La Russie est le premier fournisseur de gaz naturel des pays de l’UE. Or, depuis l’invasion de l’Ukraine par Moscou, notre approvisionnement énergétique est menacé et il y a urgence à sécuriser le secteur. Les ambassadeurs des Etats membres siégeant au Comité des représentants permanents auprès de l’Union européenne (Coreper) ont exprimé, ce vendredi 1er avril, un large soutien à la proposition de règlement européen sur le stockage de gaz. Présentée par la Commission européenne le 23 mars dernier, cette initiative législative prévoit d’obliger les pays de l’UE à veiller à ce que les infrastructures de stockage de gaz sur leur territoire soient remplies à au moins 80%.

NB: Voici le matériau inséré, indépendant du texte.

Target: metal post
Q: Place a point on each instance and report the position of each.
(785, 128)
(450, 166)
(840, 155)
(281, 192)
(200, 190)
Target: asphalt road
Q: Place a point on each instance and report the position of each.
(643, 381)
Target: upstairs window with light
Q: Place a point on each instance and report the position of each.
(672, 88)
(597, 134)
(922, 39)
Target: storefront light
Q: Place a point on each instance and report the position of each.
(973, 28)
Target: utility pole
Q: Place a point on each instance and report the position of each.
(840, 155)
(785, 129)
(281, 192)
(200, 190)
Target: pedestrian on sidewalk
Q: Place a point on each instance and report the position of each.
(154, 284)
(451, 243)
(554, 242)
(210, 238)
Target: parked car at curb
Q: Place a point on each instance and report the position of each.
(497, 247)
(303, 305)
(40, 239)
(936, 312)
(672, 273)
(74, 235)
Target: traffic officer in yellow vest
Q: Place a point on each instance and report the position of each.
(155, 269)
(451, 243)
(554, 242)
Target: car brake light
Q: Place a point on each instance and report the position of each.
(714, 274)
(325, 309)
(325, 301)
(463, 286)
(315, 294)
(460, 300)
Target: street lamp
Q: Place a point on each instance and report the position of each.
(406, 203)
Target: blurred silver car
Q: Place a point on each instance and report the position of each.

Face aux menaces répétées de Moscou, les eurodéputés s’accordent sur la nécessité d’activer la procédure d’urgence. La reconstitution des stocks de gaz dans toute l’Union doit commencer dès maintenant. Afin d’assurer la sécurité énergétique de l’Union européenne devant le risque d’une réduction, voire d’un arrêt, des livraisons de gaz russe à l’Europe, la Commission européenne a présenté, le 23 mars dernier, une proposition législative introduisant une obligation qui fixe à 80 % le niveau minimal de stockage de gaz pour l’hiver prochain, lequel sera relevé à 90 % les années suivantes
Dans sa feuille de route du 8 mars dernier visant à réduire la dépendance européenne aux hydrocarbures importés de Russie, Bruxelles signalait que les stocks européens étaient remplis à 30%. Cette proposition de la Commission européenne s’inscrit dans l’objectif de l’UE de réduire de deux tiers dès cette année ses achats de gaz russe, en s’approvisionnant bien avant l’hiver prochain auprès d’autres sources. La mesure fait largement consensus
Les objectifs intermédiaires pour chaque État membre sont fixés pour août, septembre et octobre 2022. À partie de 2023, les États membres doivent veiller à ce que les objectifs intermédiaires pour février, mai, juillet et septembre soient atteints.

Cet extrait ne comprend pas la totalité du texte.